Here’s the dope on lithium-based batteries (which is what you find in Apple’s laptops and iPods):
Maintain them at a reasonable temperature.
Lithium-based batteries prefer to operate between 50° and 90° Fahrenheit. In colder environments their charge doesn’t last as long, though they won’t be damaged. In hot environments, you risk damaging the battery. For this reason it’s not a good idea to store your iPod or laptop in your car on hot days.
Don’t leave laptops and iPods plugged in all the time.
The electrons inside these batteries need to be banged around every so often, and they do that only when the device runs from battery power. Apple suggests that you charge and discharge the battery at least once a month.
If your laptop serves as your desktop computer and remains plugged in all of the time you may wish to charge its battery to about 50% and then remove the battery and store it.
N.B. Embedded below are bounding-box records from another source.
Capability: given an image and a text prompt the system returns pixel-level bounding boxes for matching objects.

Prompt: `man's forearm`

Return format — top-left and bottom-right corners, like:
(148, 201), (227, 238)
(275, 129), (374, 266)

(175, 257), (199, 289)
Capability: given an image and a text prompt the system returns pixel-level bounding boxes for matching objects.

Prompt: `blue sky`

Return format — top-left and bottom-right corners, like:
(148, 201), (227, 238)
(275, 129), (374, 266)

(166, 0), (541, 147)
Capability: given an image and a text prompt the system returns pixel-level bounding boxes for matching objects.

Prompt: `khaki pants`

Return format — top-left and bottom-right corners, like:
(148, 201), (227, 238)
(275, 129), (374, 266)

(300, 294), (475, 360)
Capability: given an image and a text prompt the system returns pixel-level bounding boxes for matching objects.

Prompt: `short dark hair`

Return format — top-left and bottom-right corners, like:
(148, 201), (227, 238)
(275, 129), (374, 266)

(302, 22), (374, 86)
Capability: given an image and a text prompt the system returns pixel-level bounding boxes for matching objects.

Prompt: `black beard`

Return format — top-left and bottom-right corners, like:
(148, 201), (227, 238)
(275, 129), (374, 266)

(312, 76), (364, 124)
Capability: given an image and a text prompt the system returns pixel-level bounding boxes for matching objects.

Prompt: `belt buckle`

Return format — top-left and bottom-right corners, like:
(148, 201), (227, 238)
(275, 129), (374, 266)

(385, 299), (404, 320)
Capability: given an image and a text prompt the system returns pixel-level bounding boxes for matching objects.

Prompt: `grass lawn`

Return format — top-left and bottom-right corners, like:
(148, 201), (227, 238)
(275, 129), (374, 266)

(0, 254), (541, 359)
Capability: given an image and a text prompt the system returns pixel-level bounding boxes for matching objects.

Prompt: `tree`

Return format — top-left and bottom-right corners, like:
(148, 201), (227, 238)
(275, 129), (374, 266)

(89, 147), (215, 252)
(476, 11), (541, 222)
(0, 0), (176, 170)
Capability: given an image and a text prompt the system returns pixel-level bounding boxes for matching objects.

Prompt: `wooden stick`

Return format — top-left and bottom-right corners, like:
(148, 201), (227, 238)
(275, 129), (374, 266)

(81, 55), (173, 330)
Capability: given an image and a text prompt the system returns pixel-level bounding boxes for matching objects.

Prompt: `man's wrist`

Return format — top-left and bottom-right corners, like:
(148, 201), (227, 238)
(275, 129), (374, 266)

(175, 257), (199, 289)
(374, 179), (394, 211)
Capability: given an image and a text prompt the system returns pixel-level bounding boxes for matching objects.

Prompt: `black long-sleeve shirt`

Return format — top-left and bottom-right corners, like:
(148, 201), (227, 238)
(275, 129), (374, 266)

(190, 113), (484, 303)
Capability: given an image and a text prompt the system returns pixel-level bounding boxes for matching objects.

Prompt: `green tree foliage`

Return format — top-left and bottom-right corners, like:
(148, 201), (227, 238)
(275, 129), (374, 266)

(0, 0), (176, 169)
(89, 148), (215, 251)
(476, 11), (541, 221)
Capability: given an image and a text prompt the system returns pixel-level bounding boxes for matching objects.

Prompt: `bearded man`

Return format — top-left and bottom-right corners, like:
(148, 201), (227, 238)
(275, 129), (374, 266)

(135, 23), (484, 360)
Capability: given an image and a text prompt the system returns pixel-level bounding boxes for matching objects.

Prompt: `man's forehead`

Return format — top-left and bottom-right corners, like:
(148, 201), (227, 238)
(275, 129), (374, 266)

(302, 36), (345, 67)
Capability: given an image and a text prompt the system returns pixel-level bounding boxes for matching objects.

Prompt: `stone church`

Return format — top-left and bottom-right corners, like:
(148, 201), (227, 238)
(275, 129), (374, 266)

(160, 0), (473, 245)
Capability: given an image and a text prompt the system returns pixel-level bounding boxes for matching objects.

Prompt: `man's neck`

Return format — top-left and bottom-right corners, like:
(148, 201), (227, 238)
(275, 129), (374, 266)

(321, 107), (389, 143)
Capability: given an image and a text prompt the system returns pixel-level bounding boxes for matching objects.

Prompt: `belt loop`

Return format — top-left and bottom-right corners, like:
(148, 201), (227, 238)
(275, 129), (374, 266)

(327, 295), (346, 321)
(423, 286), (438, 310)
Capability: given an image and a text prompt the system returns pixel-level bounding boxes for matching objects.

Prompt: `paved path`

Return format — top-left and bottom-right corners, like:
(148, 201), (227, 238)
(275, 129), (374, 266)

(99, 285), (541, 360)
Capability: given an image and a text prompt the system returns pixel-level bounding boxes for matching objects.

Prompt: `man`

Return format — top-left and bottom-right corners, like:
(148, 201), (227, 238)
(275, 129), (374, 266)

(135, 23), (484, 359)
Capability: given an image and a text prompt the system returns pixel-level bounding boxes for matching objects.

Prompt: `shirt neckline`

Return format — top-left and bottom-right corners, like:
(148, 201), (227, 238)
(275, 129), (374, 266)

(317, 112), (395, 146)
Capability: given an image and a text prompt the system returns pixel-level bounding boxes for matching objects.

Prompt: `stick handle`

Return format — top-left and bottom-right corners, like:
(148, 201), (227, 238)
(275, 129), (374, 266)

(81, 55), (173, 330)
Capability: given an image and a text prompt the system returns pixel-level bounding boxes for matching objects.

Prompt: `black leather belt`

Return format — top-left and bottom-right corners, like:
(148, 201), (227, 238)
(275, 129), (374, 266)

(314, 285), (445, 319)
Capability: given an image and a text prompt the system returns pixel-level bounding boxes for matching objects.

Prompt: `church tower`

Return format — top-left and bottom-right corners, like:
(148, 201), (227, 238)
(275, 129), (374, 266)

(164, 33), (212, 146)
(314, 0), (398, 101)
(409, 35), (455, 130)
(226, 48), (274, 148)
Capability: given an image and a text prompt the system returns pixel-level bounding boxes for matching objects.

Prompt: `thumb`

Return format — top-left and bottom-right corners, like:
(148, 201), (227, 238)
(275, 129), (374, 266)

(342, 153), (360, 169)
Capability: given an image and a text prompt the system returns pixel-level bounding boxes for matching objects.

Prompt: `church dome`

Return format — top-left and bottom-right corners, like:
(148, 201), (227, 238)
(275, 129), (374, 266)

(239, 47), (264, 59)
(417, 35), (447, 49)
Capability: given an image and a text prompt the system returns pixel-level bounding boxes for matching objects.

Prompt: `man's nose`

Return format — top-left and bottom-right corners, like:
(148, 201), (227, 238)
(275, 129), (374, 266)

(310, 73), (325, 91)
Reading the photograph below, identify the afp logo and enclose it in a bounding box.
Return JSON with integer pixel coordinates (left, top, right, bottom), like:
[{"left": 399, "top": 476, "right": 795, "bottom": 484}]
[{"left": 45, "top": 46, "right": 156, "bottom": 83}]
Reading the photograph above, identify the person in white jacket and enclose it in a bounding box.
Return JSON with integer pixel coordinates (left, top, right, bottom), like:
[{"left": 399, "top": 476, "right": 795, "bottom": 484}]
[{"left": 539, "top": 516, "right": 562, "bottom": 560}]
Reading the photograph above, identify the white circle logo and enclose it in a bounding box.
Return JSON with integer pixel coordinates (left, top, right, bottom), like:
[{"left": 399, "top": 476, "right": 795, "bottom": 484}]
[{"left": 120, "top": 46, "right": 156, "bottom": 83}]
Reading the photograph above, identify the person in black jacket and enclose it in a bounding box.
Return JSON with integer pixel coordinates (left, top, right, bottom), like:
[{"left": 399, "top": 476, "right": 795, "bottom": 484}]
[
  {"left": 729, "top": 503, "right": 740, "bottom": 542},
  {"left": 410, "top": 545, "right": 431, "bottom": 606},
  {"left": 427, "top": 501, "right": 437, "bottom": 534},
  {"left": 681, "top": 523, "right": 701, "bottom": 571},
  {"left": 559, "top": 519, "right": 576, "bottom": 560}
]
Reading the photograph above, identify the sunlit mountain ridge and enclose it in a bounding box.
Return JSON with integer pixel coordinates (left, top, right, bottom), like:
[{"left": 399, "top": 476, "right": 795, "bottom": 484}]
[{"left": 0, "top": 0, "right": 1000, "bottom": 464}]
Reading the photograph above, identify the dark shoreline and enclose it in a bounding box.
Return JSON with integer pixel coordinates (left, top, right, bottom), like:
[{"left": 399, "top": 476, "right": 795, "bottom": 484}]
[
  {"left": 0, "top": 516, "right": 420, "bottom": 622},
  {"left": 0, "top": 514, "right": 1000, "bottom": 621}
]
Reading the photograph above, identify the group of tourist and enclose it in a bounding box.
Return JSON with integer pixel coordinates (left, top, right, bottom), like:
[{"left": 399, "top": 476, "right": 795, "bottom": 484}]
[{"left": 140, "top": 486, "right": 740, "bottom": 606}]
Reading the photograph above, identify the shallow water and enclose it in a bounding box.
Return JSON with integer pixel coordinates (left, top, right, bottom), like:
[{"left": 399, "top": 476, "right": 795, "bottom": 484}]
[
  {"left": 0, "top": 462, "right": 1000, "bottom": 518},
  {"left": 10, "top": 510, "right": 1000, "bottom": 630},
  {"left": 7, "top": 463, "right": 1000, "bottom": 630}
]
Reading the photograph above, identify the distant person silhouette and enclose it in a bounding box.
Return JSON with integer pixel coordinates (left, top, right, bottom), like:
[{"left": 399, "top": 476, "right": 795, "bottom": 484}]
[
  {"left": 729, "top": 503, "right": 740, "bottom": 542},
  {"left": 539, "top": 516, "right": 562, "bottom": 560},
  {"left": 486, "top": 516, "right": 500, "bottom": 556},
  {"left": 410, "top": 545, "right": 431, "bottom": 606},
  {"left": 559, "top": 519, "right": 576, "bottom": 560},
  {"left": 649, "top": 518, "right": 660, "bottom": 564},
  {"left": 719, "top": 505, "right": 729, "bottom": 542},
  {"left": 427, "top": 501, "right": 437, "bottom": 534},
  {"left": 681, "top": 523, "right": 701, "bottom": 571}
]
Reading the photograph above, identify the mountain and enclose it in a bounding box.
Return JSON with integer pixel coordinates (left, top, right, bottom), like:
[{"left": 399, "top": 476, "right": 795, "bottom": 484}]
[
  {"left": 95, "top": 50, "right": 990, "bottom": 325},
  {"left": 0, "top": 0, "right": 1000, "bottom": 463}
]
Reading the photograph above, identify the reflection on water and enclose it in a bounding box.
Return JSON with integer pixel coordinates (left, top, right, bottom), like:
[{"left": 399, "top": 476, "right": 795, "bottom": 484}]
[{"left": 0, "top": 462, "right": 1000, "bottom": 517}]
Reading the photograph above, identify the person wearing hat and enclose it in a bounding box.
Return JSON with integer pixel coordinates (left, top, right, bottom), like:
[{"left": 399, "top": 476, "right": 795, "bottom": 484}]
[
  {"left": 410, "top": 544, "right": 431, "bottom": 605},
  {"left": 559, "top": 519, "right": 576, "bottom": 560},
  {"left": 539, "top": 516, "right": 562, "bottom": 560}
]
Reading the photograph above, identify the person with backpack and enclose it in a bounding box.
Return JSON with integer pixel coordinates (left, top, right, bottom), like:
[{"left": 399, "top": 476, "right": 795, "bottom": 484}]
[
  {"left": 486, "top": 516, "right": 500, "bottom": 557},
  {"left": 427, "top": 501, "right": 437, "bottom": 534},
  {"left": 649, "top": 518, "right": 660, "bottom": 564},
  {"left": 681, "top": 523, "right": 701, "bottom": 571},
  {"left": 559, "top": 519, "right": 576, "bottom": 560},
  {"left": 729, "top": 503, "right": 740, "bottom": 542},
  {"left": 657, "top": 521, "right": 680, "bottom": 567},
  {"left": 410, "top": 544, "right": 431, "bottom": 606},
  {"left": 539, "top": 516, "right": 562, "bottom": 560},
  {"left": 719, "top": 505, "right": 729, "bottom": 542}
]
Again, run the laptop from the battery once a month and then remove the battery at 50% charge.
Don’t completely drain the battery and then let it sit for long periods of time.
If you let a battery drain completely and then let it sit for weeks and months on end, you’re not doing the battery any favors. It could enter a deep discharge state, at which point it won’t be able to hold a charge.
Don’t fret too much.
I’ve issued this advice a time or two and maybe it’s time to do it again. As long as you avoid the kind of extreme behaviors I mention above, don’t worry too much about how you use your batteries. They’ll eventually die and frankly, to me, the time you spend fretting about using them in exactly the right manner isn’t worth the limited extra lifetime you’ll get out of them. Plug the devices in when they need charging, it’s convenient, or when you anticipate you’ll need a full charge (when a long plane ride is in your future, for example), use them as you like, and charge them when necessary.